O neodesenvolvimentismo dos governos petistas dos últimos dez anos já estava irritando o suficiente as classes médias, com o crescimento do crédito e incentivos fiscais resultando em aeroportos lotados, shoppings ameaçados por “rolezinhos” e a facilidade de aquisição de carros novos em concessionárias outrora somente frequentadas por pessoas “de posse”.

Mas, no caso da cidade de São Paulo, tudo ultrapassou os limites com essa medida de engenharia de tráfego: atingiu o próprio cerne do imaginário automobilístico, para além da propriedade – a velocidade, o fetiche de modernidade das classes médias. E também maculou as marginais Tietê e Pinheiros, verdadeiros símbolos de uma modernização fracassada, mas na qual ainda os paulistanos se agarram nostalgicamente.

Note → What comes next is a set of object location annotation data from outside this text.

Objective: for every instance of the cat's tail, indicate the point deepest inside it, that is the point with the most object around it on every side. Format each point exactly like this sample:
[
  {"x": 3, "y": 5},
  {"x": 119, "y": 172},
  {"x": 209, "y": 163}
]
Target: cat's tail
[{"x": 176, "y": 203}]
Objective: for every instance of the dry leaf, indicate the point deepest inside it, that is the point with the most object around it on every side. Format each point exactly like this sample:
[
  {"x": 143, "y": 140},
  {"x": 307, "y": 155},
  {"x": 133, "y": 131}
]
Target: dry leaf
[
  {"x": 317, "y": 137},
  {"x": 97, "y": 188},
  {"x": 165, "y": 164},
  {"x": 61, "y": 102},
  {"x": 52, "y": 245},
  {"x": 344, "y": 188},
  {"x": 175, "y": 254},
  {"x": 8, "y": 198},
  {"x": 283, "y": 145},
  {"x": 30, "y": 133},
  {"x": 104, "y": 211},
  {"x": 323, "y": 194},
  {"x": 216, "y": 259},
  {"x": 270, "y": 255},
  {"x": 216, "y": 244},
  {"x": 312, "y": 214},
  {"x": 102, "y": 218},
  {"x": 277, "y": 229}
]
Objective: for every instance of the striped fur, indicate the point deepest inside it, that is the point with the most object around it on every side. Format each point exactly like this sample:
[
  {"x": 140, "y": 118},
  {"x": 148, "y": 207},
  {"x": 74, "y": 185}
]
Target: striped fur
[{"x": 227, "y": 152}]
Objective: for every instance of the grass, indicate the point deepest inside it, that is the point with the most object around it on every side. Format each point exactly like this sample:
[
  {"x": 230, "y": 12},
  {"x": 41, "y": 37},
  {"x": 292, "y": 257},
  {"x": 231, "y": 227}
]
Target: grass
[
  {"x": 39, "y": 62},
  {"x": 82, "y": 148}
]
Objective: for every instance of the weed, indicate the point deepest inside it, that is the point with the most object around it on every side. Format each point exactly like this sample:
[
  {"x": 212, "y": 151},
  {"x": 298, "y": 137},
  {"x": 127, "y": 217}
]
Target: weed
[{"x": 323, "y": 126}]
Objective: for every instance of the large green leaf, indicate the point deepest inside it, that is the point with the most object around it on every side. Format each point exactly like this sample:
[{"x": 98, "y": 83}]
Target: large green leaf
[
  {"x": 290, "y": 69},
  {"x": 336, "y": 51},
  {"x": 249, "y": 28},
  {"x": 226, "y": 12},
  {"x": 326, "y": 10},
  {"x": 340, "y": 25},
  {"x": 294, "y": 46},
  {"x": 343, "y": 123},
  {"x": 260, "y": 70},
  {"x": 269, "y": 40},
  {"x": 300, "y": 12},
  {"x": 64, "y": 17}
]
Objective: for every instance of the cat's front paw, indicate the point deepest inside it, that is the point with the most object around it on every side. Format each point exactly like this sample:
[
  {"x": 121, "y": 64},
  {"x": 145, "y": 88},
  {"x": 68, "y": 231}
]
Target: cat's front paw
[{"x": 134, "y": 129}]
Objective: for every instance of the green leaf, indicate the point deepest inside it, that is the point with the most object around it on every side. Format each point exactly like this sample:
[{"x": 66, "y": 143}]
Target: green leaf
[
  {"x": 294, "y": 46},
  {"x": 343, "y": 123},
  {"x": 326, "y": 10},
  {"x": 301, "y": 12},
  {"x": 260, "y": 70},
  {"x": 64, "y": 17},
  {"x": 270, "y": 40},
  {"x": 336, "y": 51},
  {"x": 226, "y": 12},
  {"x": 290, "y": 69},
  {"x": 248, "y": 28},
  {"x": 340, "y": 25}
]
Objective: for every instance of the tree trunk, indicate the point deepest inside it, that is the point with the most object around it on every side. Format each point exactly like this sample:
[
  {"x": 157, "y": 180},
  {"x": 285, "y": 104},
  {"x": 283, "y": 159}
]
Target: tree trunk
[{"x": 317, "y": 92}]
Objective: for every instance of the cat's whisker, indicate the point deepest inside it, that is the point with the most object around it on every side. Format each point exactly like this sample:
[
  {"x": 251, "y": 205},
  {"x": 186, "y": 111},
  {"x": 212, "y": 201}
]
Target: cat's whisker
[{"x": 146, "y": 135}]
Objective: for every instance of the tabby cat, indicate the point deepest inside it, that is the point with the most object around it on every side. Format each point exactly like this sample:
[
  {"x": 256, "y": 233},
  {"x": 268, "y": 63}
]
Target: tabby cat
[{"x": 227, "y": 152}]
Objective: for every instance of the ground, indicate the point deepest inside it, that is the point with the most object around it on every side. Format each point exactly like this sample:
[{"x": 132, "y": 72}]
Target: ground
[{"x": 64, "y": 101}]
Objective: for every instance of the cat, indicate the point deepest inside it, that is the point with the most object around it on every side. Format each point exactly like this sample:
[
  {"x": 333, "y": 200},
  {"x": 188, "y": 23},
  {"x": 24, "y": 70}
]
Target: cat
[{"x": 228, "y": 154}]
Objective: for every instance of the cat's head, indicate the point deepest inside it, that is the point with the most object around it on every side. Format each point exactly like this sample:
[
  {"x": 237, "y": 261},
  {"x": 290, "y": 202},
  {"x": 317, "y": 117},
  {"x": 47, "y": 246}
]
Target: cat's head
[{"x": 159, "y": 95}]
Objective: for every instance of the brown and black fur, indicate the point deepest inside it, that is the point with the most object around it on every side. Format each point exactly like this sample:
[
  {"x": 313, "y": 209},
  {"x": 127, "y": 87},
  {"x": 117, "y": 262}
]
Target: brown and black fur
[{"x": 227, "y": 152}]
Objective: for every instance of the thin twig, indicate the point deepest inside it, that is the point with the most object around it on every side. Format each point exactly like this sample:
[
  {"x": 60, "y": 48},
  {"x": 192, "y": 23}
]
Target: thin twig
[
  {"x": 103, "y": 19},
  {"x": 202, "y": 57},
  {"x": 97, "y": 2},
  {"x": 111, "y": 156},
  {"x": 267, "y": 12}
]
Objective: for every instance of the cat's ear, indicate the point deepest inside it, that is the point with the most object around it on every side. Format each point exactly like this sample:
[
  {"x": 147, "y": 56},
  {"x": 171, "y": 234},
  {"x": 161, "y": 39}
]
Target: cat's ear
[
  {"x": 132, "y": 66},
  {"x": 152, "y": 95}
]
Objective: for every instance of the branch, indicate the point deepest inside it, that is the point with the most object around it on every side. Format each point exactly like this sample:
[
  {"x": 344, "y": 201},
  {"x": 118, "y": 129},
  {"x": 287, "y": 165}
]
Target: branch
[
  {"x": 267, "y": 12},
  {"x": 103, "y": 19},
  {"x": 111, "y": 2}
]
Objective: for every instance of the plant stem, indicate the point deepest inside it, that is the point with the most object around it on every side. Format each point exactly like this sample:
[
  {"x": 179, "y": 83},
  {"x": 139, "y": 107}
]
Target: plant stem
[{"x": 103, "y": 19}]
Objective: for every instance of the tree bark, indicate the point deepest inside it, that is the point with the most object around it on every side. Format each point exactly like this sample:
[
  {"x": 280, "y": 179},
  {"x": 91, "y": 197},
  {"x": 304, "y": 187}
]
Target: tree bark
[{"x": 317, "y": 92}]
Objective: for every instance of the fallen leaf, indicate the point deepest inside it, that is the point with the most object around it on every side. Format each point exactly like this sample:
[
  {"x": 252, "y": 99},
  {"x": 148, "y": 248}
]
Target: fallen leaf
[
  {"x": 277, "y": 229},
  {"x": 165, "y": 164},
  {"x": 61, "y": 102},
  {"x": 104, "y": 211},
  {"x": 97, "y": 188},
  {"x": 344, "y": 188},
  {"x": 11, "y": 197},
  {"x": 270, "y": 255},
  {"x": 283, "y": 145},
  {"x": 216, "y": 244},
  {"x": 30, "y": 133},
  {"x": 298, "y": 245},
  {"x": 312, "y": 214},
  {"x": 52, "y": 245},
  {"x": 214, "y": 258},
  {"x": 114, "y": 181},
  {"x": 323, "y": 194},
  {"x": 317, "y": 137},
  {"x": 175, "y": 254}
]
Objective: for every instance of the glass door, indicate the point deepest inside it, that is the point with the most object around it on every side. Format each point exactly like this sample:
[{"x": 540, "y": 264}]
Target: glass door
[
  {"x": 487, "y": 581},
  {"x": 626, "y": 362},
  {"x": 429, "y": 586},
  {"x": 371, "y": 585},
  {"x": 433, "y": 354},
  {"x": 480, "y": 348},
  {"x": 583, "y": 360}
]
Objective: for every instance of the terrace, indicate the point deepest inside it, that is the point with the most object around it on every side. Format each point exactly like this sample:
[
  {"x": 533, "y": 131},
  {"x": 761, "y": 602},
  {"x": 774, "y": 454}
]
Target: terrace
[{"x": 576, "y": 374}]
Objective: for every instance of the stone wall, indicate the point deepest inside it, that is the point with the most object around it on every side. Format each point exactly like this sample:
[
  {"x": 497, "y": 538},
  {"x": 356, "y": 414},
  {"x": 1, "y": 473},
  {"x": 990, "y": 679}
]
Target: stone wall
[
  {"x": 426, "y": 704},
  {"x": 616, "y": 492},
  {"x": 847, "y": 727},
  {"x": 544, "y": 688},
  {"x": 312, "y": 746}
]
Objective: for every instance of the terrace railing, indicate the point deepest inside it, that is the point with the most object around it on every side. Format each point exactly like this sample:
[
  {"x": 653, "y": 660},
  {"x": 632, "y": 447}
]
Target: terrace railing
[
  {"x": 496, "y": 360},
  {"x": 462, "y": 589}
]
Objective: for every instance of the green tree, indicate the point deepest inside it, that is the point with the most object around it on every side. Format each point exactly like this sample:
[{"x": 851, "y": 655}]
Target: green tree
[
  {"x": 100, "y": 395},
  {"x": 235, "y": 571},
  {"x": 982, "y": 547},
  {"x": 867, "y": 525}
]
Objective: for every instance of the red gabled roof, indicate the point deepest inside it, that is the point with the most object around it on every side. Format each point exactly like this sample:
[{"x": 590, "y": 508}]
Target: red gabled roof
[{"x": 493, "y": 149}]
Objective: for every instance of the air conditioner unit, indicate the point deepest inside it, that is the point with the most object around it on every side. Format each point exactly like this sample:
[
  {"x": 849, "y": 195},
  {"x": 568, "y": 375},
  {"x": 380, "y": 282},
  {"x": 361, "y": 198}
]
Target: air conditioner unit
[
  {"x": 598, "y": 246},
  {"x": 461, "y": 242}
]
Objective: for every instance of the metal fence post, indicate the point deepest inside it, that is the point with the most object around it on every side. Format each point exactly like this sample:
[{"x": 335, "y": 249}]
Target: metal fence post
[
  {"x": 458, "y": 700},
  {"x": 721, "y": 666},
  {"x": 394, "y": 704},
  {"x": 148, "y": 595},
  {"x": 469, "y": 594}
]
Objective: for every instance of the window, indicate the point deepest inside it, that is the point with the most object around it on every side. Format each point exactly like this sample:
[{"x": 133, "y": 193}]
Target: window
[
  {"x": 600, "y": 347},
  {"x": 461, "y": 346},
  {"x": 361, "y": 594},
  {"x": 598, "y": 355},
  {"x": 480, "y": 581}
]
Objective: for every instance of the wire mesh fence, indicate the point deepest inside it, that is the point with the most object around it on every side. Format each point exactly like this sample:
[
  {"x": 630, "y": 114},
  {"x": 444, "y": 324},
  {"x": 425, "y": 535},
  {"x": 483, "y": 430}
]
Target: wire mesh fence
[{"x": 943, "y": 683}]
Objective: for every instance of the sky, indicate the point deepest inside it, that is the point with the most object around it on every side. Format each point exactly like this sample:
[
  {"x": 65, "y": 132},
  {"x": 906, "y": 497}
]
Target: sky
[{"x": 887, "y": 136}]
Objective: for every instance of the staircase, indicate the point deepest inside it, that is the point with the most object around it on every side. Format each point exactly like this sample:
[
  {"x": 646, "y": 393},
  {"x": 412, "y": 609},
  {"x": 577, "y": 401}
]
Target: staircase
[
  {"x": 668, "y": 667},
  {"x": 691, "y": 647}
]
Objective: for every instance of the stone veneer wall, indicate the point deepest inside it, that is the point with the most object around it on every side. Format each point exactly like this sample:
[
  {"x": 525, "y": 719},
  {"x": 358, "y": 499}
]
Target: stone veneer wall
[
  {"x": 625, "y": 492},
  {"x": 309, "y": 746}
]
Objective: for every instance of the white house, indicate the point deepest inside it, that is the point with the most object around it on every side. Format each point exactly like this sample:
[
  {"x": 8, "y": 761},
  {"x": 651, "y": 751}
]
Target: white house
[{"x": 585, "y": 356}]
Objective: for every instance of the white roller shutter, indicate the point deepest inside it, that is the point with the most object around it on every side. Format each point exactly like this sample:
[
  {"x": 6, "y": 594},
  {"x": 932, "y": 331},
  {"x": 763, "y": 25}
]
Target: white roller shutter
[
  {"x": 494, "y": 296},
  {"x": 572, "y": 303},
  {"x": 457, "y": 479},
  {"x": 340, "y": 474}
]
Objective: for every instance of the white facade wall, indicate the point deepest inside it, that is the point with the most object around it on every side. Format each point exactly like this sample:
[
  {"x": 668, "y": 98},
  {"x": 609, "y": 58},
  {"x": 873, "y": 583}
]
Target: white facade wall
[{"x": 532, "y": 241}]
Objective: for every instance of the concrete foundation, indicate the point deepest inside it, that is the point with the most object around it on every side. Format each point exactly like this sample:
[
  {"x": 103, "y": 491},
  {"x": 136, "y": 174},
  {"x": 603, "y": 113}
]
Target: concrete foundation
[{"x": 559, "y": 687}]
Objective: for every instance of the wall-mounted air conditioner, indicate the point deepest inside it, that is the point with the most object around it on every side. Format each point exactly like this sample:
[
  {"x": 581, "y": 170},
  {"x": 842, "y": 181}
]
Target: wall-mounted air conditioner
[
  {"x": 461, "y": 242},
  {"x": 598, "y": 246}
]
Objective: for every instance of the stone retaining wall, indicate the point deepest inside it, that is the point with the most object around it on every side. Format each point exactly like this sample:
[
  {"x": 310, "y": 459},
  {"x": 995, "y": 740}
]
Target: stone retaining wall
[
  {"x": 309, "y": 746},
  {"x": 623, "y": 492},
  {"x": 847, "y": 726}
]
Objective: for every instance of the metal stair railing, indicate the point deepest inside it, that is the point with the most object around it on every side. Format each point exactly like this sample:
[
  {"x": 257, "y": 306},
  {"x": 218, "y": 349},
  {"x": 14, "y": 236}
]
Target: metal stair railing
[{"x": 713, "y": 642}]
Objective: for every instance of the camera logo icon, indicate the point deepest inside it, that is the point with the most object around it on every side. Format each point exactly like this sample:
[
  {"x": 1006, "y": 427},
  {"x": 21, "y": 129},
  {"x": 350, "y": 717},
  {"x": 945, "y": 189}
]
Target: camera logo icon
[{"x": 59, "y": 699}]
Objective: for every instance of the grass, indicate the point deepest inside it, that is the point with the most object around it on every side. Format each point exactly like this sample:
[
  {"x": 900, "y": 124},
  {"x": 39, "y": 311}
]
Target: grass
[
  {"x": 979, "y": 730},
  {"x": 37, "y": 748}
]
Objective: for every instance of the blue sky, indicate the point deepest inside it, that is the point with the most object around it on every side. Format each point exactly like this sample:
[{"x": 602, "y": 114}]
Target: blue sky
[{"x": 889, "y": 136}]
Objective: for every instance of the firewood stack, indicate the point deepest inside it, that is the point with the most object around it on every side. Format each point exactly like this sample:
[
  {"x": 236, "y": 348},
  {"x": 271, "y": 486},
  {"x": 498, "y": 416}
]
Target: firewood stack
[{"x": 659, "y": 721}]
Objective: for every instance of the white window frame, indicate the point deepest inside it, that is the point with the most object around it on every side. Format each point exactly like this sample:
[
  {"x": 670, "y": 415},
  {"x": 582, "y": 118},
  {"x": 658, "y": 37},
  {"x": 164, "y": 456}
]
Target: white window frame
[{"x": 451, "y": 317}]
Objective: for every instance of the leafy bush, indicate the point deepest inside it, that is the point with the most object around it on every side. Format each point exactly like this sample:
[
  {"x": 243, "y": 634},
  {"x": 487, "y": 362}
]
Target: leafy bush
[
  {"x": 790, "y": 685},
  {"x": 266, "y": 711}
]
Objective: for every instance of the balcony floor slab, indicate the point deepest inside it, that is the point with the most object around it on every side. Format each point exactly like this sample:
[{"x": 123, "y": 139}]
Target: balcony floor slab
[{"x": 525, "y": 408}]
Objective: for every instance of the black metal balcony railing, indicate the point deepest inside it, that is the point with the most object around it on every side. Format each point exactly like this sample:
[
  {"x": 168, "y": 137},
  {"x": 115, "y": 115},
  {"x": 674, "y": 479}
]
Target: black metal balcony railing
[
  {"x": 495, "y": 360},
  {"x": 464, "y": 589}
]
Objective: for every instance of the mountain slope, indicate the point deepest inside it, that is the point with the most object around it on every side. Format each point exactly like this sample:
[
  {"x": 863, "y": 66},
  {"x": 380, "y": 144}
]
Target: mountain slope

O “zeitgeist” do automóvel


Um carro sedan com linhas arrojadas passa rápido por um rua vazia pelo Centro de São Paulo. O asfalto está molhado, refletindo e destacando ainda mais o brilho da aerodinâmica do veículo. Um motorista confiante e orgulhoso com rosto quadrado e másculo aprecia o prazer de guiar em ruas vazias. As imagens do carro transmitem estabilidade, segurança, rapidez e potencia.

Quantos comerciais de TV de lançamento de automóvel de uma marca qualquer, com um argumento parecido, o leitor já deve ter visto? Esse é a narrativa proto-arquetípica que promove não apenas o automóvel, mas o seu “zeitgeist”: a velocidade.



Mas não a velocidade tradicional – aquela que diminui a distância entre todos os pontos de partida e chegada. Mas a velocidade “dromológica”, o imperativo psicológico de consumir a velocidade apenas como um signo, já que no mundo real as vias estão congestionadas e as estradas monitoradas por radares.

O urbanista e pensador francês Paul Virilio chama esse tipo de velocidade de “dromológica” - um novo imperativo cultural, disciplina, forma de dependência e submissão. O conceito vem do grego “dromo” (corrida), mas para Virilio é um tipo de velocidade paradoxalmente inercial porque é tomada como um fim em si mesma, como moralmente boa, significante do desejo, capacidade, superioridade, performance, inteligência e energia libidinal. Não é mais um meio para se chegar a algum fim, mas gozo em si mesma.

Com o colapso dos sistemas viários, o carro é consumido em sua virtualidade e potencialidade – símbolo fálico de potencia, virilidade e distinção. Potencialidade nunca realizada (onde acelerar de zero a cem em “x” segundos?), mas consumida como o grande AGORA! – desejo de urgência, imediatismo, ansiedade como algo moralmente bom.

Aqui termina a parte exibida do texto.